Characteristics of Tragedy 1. Tragic Hero : almost always fundamentally good, a capable person, somehow humanly significant. First, he is almost never so evil in his principles or his behavior. Second, he is capable, powerful, clever enough, or determined enough. Third, he is significant – representing man kind in some way.

2. Tragic action (plot) : a causal series of events. The plot of tragedy, however, is clearly emphatically causal. The events move in a progression governed fundamentally and obviously by causation: the sequence of events is necessary, even inevitable, in the long run. This necessity is determined by a number of different kinds of things: by the character of the hero, circumstances, or forces peculiar to the particular hero.

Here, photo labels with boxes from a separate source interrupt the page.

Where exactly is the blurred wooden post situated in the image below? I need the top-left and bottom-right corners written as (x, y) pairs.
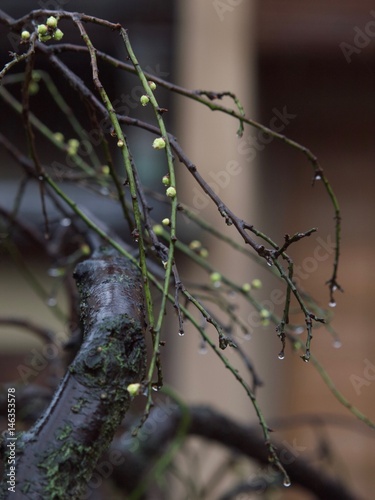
top-left (168, 0), bottom-right (280, 421)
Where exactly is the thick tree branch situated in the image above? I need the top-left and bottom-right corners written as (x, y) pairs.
top-left (2, 250), bottom-right (146, 499)
top-left (112, 406), bottom-right (359, 500)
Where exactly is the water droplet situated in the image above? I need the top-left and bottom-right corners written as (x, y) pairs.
top-left (294, 326), bottom-right (305, 335)
top-left (60, 217), bottom-right (72, 227)
top-left (47, 297), bottom-right (57, 307)
top-left (198, 342), bottom-right (207, 354)
top-left (48, 267), bottom-right (64, 278)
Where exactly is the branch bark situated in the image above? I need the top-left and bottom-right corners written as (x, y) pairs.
top-left (111, 406), bottom-right (360, 500)
top-left (1, 249), bottom-right (146, 500)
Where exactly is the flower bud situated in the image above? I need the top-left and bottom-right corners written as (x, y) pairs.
top-left (210, 272), bottom-right (221, 283)
top-left (140, 95), bottom-right (150, 106)
top-left (46, 16), bottom-right (57, 29)
top-left (21, 30), bottom-right (30, 41)
top-left (166, 186), bottom-right (177, 198)
top-left (38, 24), bottom-right (48, 35)
top-left (126, 383), bottom-right (141, 397)
top-left (251, 278), bottom-right (262, 290)
top-left (152, 224), bottom-right (164, 236)
top-left (53, 28), bottom-right (64, 41)
top-left (161, 174), bottom-right (171, 186)
top-left (152, 137), bottom-right (165, 149)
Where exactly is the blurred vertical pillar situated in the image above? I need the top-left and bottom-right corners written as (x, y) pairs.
top-left (168, 0), bottom-right (278, 420)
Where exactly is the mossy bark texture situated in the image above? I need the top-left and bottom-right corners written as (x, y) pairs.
top-left (0, 249), bottom-right (146, 500)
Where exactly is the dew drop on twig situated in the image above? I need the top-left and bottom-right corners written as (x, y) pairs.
top-left (294, 326), bottom-right (305, 335)
top-left (47, 297), bottom-right (57, 307)
top-left (198, 342), bottom-right (207, 354)
top-left (60, 217), bottom-right (72, 227)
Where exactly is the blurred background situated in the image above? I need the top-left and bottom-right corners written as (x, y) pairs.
top-left (0, 0), bottom-right (375, 498)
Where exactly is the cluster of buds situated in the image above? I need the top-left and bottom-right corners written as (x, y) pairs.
top-left (21, 16), bottom-right (64, 42)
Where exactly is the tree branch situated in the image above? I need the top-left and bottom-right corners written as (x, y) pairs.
top-left (2, 250), bottom-right (146, 499)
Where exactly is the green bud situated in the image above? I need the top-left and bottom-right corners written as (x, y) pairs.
top-left (140, 95), bottom-right (150, 106)
top-left (152, 224), bottom-right (164, 236)
top-left (166, 186), bottom-right (177, 198)
top-left (152, 137), bottom-right (165, 149)
top-left (126, 383), bottom-right (141, 397)
top-left (251, 278), bottom-right (262, 290)
top-left (189, 240), bottom-right (202, 250)
top-left (161, 174), bottom-right (171, 186)
top-left (46, 16), bottom-right (57, 29)
top-left (199, 248), bottom-right (208, 259)
top-left (53, 28), bottom-right (64, 41)
top-left (53, 132), bottom-right (64, 142)
top-left (210, 272), bottom-right (221, 283)
top-left (68, 139), bottom-right (79, 156)
top-left (259, 309), bottom-right (271, 319)
top-left (37, 24), bottom-right (48, 35)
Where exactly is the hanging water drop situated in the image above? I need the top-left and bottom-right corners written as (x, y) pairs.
top-left (332, 339), bottom-right (342, 349)
top-left (198, 342), bottom-right (207, 354)
top-left (47, 297), bottom-right (57, 307)
top-left (294, 326), bottom-right (305, 335)
top-left (60, 217), bottom-right (72, 227)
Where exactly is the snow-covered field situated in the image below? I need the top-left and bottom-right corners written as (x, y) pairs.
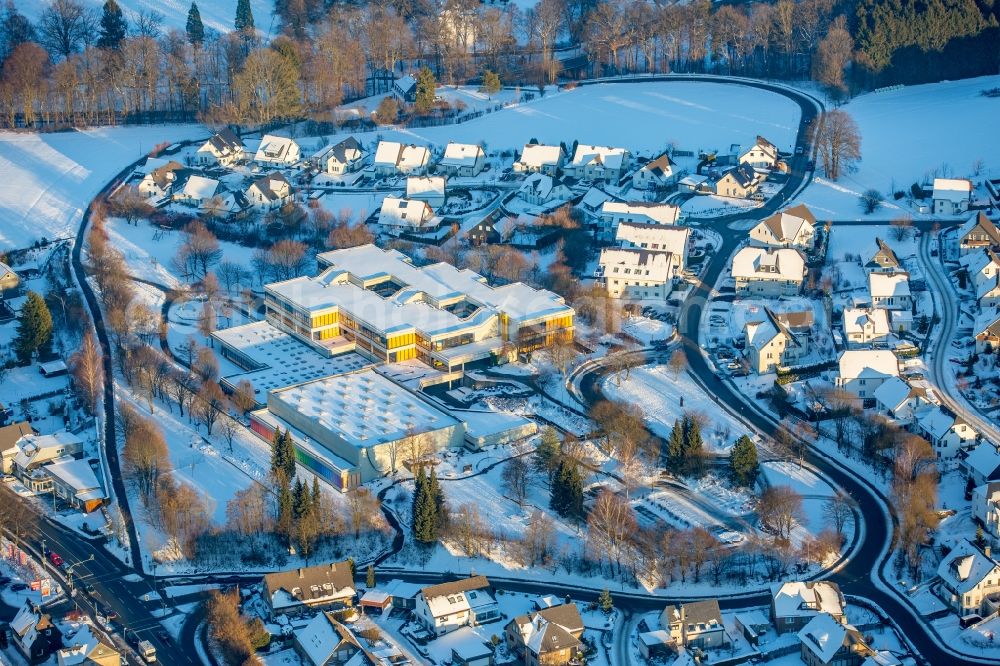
top-left (798, 76), bottom-right (1000, 220)
top-left (348, 81), bottom-right (799, 153)
top-left (0, 125), bottom-right (206, 250)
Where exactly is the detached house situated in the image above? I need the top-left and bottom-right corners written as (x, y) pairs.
top-left (931, 178), bottom-right (972, 215)
top-left (738, 135), bottom-right (781, 169)
top-left (958, 212), bottom-right (1000, 255)
top-left (253, 134), bottom-right (302, 167)
top-left (563, 144), bottom-right (632, 183)
top-left (732, 247), bottom-right (806, 296)
top-left (413, 576), bottom-right (500, 636)
top-left (319, 136), bottom-right (368, 176)
top-left (750, 204), bottom-right (816, 251)
top-left (437, 141), bottom-right (486, 177)
top-left (844, 308), bottom-right (889, 349)
top-left (868, 273), bottom-right (913, 310)
top-left (836, 350), bottom-right (899, 399)
top-left (375, 141), bottom-right (431, 176)
top-left (744, 308), bottom-right (809, 375)
top-left (632, 153), bottom-right (677, 190)
top-left (514, 143), bottom-right (566, 176)
top-left (660, 599), bottom-right (726, 648)
top-left (862, 238), bottom-right (903, 275)
top-left (194, 128), bottom-right (247, 167)
top-left (244, 171), bottom-right (292, 210)
top-left (264, 560), bottom-right (355, 616)
top-left (937, 539), bottom-right (1000, 616)
top-left (594, 248), bottom-right (677, 301)
top-left (715, 164), bottom-right (757, 199)
top-left (771, 580), bottom-right (847, 634)
top-left (504, 604), bottom-right (583, 666)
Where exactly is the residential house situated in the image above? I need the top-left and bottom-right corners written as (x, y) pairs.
top-left (264, 560), bottom-right (355, 616)
top-left (378, 197), bottom-right (434, 236)
top-left (732, 247), bottom-right (806, 296)
top-left (563, 143), bottom-right (632, 183)
top-left (504, 603), bottom-right (583, 666)
top-left (958, 211), bottom-right (1000, 256)
top-left (744, 308), bottom-right (809, 375)
top-left (10, 600), bottom-right (63, 664)
top-left (836, 349), bottom-right (899, 400)
top-left (0, 261), bottom-right (21, 292)
top-left (660, 599), bottom-right (727, 649)
top-left (862, 238), bottom-right (903, 274)
top-left (413, 576), bottom-right (500, 636)
top-left (714, 164), bottom-right (757, 199)
top-left (56, 624), bottom-right (122, 666)
top-left (750, 204), bottom-right (816, 252)
top-left (844, 308), bottom-right (889, 349)
top-left (931, 178), bottom-right (972, 215)
top-left (615, 217), bottom-right (691, 275)
top-left (406, 176), bottom-right (446, 208)
top-left (771, 580), bottom-right (847, 634)
top-left (244, 171), bottom-right (292, 210)
top-left (737, 135), bottom-right (781, 169)
top-left (594, 248), bottom-right (677, 302)
top-left (632, 153), bottom-right (677, 191)
top-left (437, 141), bottom-right (486, 178)
top-left (973, 310), bottom-right (1000, 354)
top-left (517, 172), bottom-right (573, 206)
top-left (194, 127), bottom-right (247, 167)
top-left (937, 539), bottom-right (1000, 616)
top-left (799, 613), bottom-right (874, 666)
top-left (972, 481), bottom-right (1000, 538)
top-left (319, 136), bottom-right (368, 176)
top-left (514, 143), bottom-right (566, 176)
top-left (917, 405), bottom-right (979, 459)
top-left (868, 273), bottom-right (913, 310)
top-left (253, 134), bottom-right (302, 167)
top-left (374, 141), bottom-right (431, 176)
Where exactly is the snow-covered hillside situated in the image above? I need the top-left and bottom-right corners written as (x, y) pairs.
top-left (799, 76), bottom-right (1000, 220)
top-left (0, 125), bottom-right (206, 249)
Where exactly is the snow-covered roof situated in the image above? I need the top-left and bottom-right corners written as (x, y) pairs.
top-left (868, 272), bottom-right (910, 298)
top-left (844, 308), bottom-right (889, 337)
top-left (799, 613), bottom-right (848, 664)
top-left (601, 201), bottom-right (681, 224)
top-left (570, 143), bottom-right (629, 169)
top-left (838, 349), bottom-right (899, 380)
top-left (932, 178), bottom-right (972, 202)
top-left (937, 539), bottom-right (1000, 594)
top-left (732, 247), bottom-right (806, 282)
top-left (518, 143), bottom-right (562, 169)
top-left (438, 141), bottom-right (483, 167)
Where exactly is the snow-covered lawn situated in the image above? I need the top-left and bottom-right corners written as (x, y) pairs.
top-left (0, 124), bottom-right (203, 249)
top-left (798, 76), bottom-right (1000, 220)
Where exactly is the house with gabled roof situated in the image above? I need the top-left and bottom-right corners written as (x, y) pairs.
top-left (632, 153), bottom-right (677, 191)
top-left (413, 576), bottom-right (500, 636)
top-left (514, 143), bottom-right (566, 176)
top-left (937, 539), bottom-right (1000, 615)
top-left (931, 178), bottom-right (972, 215)
top-left (253, 134), bottom-right (302, 167)
top-left (504, 603), bottom-right (584, 665)
top-left (737, 135), bottom-right (781, 169)
top-left (319, 136), bottom-right (368, 176)
top-left (862, 238), bottom-right (903, 274)
top-left (194, 127), bottom-right (247, 167)
top-left (750, 204), bottom-right (816, 251)
top-left (264, 560), bottom-right (355, 616)
top-left (958, 211), bottom-right (1000, 255)
top-left (563, 143), bottom-right (632, 183)
top-left (714, 164), bottom-right (758, 199)
top-left (437, 141), bottom-right (486, 178)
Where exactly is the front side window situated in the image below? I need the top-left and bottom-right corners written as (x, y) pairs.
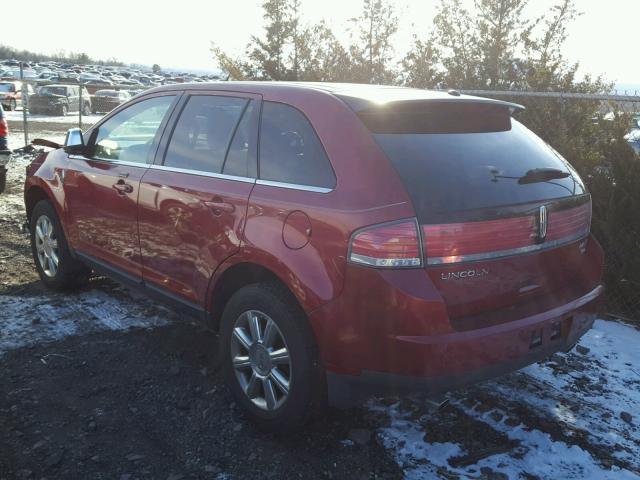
top-left (93, 96), bottom-right (175, 163)
top-left (164, 95), bottom-right (249, 173)
top-left (259, 102), bottom-right (336, 188)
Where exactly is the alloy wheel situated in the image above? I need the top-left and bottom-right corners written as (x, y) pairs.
top-left (35, 215), bottom-right (60, 278)
top-left (230, 310), bottom-right (293, 411)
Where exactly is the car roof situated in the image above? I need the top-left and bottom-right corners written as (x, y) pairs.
top-left (142, 81), bottom-right (524, 111)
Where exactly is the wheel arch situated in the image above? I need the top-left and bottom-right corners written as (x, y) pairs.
top-left (207, 261), bottom-right (305, 329)
top-left (24, 185), bottom-right (53, 221)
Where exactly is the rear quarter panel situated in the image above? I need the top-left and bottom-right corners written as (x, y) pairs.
top-left (240, 90), bottom-right (414, 312)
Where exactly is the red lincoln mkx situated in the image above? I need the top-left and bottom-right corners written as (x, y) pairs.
top-left (25, 82), bottom-right (603, 430)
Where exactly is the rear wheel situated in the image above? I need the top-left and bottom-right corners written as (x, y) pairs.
top-left (29, 200), bottom-right (91, 290)
top-left (220, 283), bottom-right (326, 433)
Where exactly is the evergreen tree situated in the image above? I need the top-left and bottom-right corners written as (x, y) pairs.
top-left (248, 0), bottom-right (299, 80)
top-left (349, 0), bottom-right (398, 83)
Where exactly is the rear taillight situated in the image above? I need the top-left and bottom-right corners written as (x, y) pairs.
top-left (349, 219), bottom-right (422, 268)
top-left (423, 203), bottom-right (591, 265)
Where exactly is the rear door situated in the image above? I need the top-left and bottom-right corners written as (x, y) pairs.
top-left (360, 102), bottom-right (598, 330)
top-left (64, 93), bottom-right (177, 280)
top-left (138, 92), bottom-right (260, 306)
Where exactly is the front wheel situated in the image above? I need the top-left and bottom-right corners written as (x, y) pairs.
top-left (29, 200), bottom-right (91, 290)
top-left (220, 283), bottom-right (326, 433)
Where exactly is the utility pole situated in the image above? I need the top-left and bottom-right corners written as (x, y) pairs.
top-left (16, 62), bottom-right (29, 147)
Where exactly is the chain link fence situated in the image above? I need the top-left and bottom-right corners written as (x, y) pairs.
top-left (5, 69), bottom-right (640, 320)
top-left (0, 61), bottom-right (165, 145)
top-left (462, 90), bottom-right (640, 321)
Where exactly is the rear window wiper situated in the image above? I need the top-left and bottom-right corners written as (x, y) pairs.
top-left (518, 168), bottom-right (571, 185)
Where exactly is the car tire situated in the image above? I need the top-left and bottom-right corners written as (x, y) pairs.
top-left (29, 200), bottom-right (91, 290)
top-left (219, 283), bottom-right (326, 434)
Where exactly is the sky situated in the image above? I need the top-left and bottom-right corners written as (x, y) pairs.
top-left (5, 0), bottom-right (640, 84)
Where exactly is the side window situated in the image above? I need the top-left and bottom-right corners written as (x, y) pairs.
top-left (93, 96), bottom-right (175, 163)
top-left (222, 101), bottom-right (257, 178)
top-left (164, 95), bottom-right (248, 173)
top-left (259, 102), bottom-right (336, 188)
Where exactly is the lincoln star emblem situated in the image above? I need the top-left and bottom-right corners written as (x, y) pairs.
top-left (537, 205), bottom-right (549, 243)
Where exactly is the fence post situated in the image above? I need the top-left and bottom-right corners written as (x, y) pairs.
top-left (78, 80), bottom-right (83, 130)
top-left (16, 62), bottom-right (29, 147)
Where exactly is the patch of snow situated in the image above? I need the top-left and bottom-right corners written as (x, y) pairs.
top-left (4, 110), bottom-right (103, 126)
top-left (0, 290), bottom-right (170, 356)
top-left (369, 320), bottom-right (640, 480)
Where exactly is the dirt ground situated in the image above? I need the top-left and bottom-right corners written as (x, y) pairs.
top-left (0, 131), bottom-right (640, 480)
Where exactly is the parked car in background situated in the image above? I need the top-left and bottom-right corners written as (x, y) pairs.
top-left (0, 81), bottom-right (34, 110)
top-left (0, 104), bottom-right (11, 193)
top-left (24, 82), bottom-right (603, 432)
top-left (29, 85), bottom-right (91, 115)
top-left (91, 90), bottom-right (131, 113)
top-left (1, 69), bottom-right (38, 80)
top-left (624, 128), bottom-right (640, 155)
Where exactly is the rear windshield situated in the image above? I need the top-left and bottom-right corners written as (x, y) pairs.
top-left (365, 109), bottom-right (586, 223)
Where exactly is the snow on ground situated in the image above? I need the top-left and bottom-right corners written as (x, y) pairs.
top-left (0, 289), bottom-right (171, 358)
top-left (4, 110), bottom-right (104, 126)
top-left (370, 320), bottom-right (640, 480)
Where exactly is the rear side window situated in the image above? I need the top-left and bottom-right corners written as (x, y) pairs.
top-left (259, 102), bottom-right (336, 188)
top-left (222, 101), bottom-right (257, 178)
top-left (164, 95), bottom-right (248, 173)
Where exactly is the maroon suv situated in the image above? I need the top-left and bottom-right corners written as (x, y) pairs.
top-left (25, 82), bottom-right (603, 430)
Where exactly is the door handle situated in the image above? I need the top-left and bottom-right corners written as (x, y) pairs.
top-left (204, 197), bottom-right (235, 217)
top-left (113, 180), bottom-right (133, 195)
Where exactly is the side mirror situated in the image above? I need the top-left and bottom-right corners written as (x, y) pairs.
top-left (64, 128), bottom-right (85, 153)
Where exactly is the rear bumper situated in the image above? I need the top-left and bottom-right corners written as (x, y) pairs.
top-left (327, 285), bottom-right (604, 406)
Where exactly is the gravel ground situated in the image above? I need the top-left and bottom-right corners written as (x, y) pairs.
top-left (0, 128), bottom-right (640, 480)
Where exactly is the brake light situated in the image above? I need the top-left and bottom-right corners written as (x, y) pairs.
top-left (349, 219), bottom-right (422, 268)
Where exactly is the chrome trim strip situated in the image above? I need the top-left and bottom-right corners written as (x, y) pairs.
top-left (69, 154), bottom-right (149, 168)
top-left (349, 253), bottom-right (422, 268)
top-left (149, 165), bottom-right (256, 183)
top-left (256, 180), bottom-right (333, 193)
top-left (427, 232), bottom-right (589, 265)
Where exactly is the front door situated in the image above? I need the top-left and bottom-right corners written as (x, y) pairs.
top-left (138, 92), bottom-right (259, 306)
top-left (64, 95), bottom-right (176, 280)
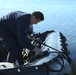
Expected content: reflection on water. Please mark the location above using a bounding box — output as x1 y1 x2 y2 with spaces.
0 0 76 58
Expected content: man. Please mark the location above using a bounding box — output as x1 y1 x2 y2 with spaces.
0 11 44 64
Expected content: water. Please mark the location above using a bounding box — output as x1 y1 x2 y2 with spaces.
0 0 76 58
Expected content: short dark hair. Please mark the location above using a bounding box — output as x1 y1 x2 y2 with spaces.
32 11 44 20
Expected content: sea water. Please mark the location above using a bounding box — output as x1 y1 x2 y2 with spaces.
0 0 76 58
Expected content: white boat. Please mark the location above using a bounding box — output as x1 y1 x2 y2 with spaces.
0 31 71 75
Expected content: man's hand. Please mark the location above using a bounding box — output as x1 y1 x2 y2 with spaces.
27 34 35 41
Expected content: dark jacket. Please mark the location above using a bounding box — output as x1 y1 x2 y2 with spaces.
0 11 34 49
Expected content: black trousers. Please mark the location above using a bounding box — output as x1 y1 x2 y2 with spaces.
0 30 23 65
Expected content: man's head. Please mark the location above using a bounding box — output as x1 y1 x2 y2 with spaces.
30 11 44 24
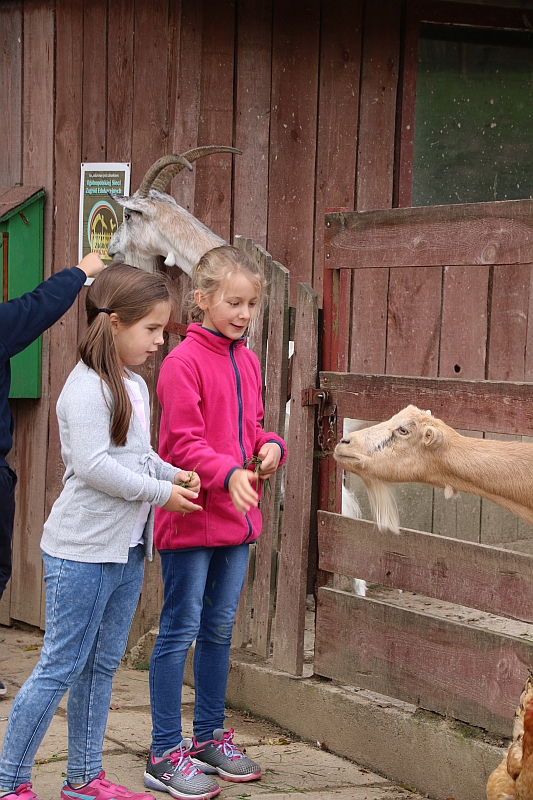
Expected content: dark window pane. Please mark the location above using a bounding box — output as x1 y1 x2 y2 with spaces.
412 23 533 206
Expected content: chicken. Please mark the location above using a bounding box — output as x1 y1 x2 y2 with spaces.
516 700 533 800
487 673 533 800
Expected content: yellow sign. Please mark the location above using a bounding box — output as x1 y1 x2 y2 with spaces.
79 164 130 264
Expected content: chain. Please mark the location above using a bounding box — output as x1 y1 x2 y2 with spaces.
326 406 337 452
316 413 326 454
316 406 337 458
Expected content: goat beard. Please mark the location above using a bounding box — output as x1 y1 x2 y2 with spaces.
364 479 400 533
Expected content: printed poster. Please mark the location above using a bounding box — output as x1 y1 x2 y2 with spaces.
78 164 130 266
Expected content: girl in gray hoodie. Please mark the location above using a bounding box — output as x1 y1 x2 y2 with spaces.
0 264 207 800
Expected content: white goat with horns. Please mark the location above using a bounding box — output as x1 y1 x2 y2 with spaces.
108 145 242 276
334 406 533 533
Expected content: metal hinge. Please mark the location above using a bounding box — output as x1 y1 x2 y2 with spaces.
302 387 337 458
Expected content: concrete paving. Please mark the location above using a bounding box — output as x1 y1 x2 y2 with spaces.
0 626 428 800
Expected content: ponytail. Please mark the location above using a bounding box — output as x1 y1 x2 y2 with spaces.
78 264 172 446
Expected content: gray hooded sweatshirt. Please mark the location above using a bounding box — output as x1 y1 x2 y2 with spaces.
41 361 179 563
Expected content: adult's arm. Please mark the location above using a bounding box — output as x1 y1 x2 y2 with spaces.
0 253 104 358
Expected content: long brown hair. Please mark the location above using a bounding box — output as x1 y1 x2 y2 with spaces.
78 263 173 445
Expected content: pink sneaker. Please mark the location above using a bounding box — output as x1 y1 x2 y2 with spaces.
61 771 155 800
2 783 39 800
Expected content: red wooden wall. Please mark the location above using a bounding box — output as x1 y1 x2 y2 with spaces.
0 0 530 624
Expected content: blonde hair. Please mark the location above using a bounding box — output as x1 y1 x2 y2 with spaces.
189 244 266 333
78 263 173 445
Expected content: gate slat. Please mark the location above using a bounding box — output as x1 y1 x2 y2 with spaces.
252 261 289 656
273 283 318 675
325 200 533 270
318 511 533 623
320 372 533 436
315 587 533 736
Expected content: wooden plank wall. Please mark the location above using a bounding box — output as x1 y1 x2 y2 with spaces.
0 0 378 627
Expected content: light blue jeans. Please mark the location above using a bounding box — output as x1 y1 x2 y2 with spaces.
0 545 144 791
150 544 248 757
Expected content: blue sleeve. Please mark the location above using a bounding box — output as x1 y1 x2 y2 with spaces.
0 267 86 358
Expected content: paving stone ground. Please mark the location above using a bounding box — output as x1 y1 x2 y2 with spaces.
0 626 423 800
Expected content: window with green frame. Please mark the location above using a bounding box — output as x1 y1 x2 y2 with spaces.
411 22 533 206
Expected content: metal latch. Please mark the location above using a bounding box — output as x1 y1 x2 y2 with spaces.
302 387 337 458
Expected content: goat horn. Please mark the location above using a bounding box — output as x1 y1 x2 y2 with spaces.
135 155 192 197
151 145 242 192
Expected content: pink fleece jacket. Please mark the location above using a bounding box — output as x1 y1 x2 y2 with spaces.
154 324 286 550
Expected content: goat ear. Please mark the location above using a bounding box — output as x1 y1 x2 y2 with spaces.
422 425 442 447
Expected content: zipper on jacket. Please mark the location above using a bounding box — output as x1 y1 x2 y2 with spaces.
229 342 253 544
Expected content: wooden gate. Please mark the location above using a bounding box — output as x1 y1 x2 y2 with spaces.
314 200 533 735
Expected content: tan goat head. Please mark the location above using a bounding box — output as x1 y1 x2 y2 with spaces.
334 406 533 532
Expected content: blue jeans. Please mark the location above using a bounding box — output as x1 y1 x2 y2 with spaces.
0 545 144 791
150 544 248 756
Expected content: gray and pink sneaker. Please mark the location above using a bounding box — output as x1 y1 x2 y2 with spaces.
189 728 261 783
0 783 39 800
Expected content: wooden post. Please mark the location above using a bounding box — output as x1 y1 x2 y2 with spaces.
273 283 318 675
252 261 289 657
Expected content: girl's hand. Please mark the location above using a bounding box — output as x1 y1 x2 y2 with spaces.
228 466 260 515
78 252 105 278
163 484 202 514
257 442 281 480
174 469 202 494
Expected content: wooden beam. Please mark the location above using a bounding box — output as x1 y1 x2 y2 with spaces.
320 372 533 436
314 587 533 736
325 200 533 269
318 512 533 623
273 283 318 675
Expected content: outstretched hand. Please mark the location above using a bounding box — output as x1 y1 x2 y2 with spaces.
257 442 281 480
174 469 202 494
228 469 259 515
163 486 202 514
78 253 105 278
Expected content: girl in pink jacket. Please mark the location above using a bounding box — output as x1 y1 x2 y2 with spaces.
145 245 286 798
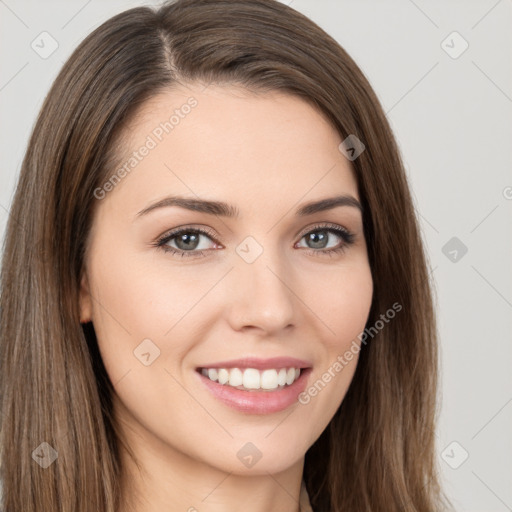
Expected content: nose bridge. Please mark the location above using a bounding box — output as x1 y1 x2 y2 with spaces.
230 237 294 331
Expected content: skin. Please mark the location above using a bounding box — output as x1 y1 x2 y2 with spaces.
80 84 373 512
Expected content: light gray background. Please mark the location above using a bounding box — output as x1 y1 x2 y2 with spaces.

3. Tragic Irony: • The overt expression of a contrast between appearances and reality; the opposite of what we mean in order to intensify our meaning, by inversion. • Blessings disguised as misfortune, apparent strokes of luck that turn out to be curses. • The story of a fundamentally admirable and competent who comes to grief; he seems destined to success but it is actually doomed to failure. • The hero inevitably acts rightly, does what he has to do, or feels that he is doing so, yet to no avail.

4. Tragic Flaw : • Flaw, error, or defect in the tragic hero which leads to the hero’s downfall. • Harmatia : error, frailty, mistaken judgment, or misstep through which the fortune of the hero of a tragedy are reversed. • Hubris or hybris : overweening pride which results in the misfortune of the protagonist. • Macbeth (excessive ambition); Hamlet( fatal indecision); King Lear (hubris)

5. Tragic Rhythm of Action : Purpose – Passion – perception • The spiritual content of the play is tragic action; it is in its essence zweideutig (ambivalent): triumph and destruction; darkness and enlightenment; mourning and rejoicing. • This movement constitutes the shape of the play as a whole; it is also the shape of each episode, each discussion between principals with the chorus following. • Poiema (purpose)- Pathema (suffering) – Mathema (perception)

Varying Conceptions of Tragedy • Classical Tragedy Hero : noble or royal blood (aristocracy) • Structure : fall from eminence to baseness; • Unities of action, time, and place • Cause of hero’s defeat : fate

• English Renaissance – Modern • Hero : a commoner (modern); • Miracle plays : the whole history of the world from creation to Doomsday. • Shakespeare’s play (A & C) : covers several years and switches from Rome to Egypt and back several times.